Abbas Mohajerani, Jason Bakaric, Tristan Jeffrey-Bailey (2017)

The Urban Heat Island (UHI) is a phenomenon that affects many millions of people worldwide. The higher temperatures experienced in urban areas compared to the surrounding countryside has enormous consequences for the health and wellbeing of people living in cities. The increased use of manmade materials and increased anthropogenic heat production are the main causes of the UHI. This has led to the understanding that increased urbanisation is the primary cause of the urban heat island. The UHI effect also leads to increased energy needs that further contribute to the heating of our urban landscape, and the associated environmental and public health consequences. Pavements and roofs dominate the urban surface exposed to solar irradiation. This review article outlines the contribution that pavements make to the UHI effect and analyses localized and citywide mitigation strategies against the UHI. Asphalt Concrete (AC) is one of the most common pavement surfacing materials and is a significant contributor to the UHI. Densely graded AC has low albedo and high volumetric heat capacity, which results in surface temperatures reaching upwards of 60 °C on hot summer days.
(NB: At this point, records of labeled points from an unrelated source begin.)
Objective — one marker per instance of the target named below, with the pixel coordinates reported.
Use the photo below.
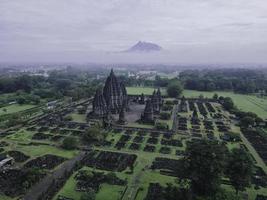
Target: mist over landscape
(133, 100)
(99, 31)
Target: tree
(227, 103)
(68, 118)
(247, 121)
(165, 115)
(174, 89)
(239, 169)
(89, 195)
(69, 143)
(203, 165)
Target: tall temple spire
(148, 116)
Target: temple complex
(156, 100)
(148, 115)
(111, 99)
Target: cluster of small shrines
(113, 99)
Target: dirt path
(40, 190)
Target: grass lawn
(109, 192)
(243, 102)
(68, 190)
(15, 108)
(78, 117)
(40, 150)
(106, 191)
(145, 90)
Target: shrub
(68, 118)
(165, 115)
(162, 126)
(69, 143)
(174, 89)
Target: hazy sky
(92, 30)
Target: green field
(145, 90)
(15, 108)
(248, 103)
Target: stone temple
(113, 97)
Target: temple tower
(148, 115)
(99, 104)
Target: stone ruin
(111, 99)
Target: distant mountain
(144, 47)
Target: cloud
(88, 27)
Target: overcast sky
(92, 30)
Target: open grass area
(145, 90)
(14, 108)
(243, 102)
(109, 192)
(106, 191)
(81, 118)
(68, 190)
(40, 150)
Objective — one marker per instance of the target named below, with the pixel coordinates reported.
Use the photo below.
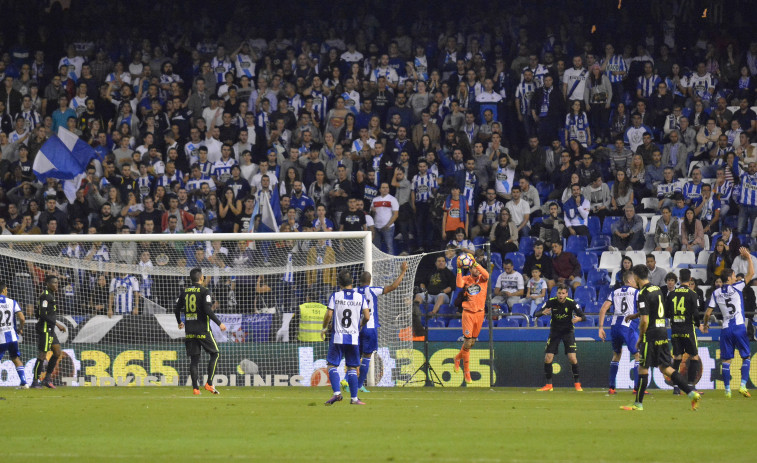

Cooling the surface of a pavement by utilizing cool pavements has been a consistent theme in recent literature. Cool pavements can be reflective or evaporative. However, the urban geometry and local atmospheric conditions should dictate whether or not these mitigation strategies should be used. Otherwise both of these pavements can actually increase the UHI effect. Increasing the prevalence of green spaces through the installation of street trees, city parks and rooftop gardens has consistently demonstrated a reduction in the UHI effect. Green spaces also increase the cooling effect derived from water and wind sources. This literature review demonstrates that UHI mitigation techniques are best used in combination with each other. As a result of the study, it was concluded that the current mitigation measures need development to make them relevant to various climates and throughout the year. There are also many possible sources of future study, and alternative measures for mitigation have been described, thereby providing scope for future research and development following this review.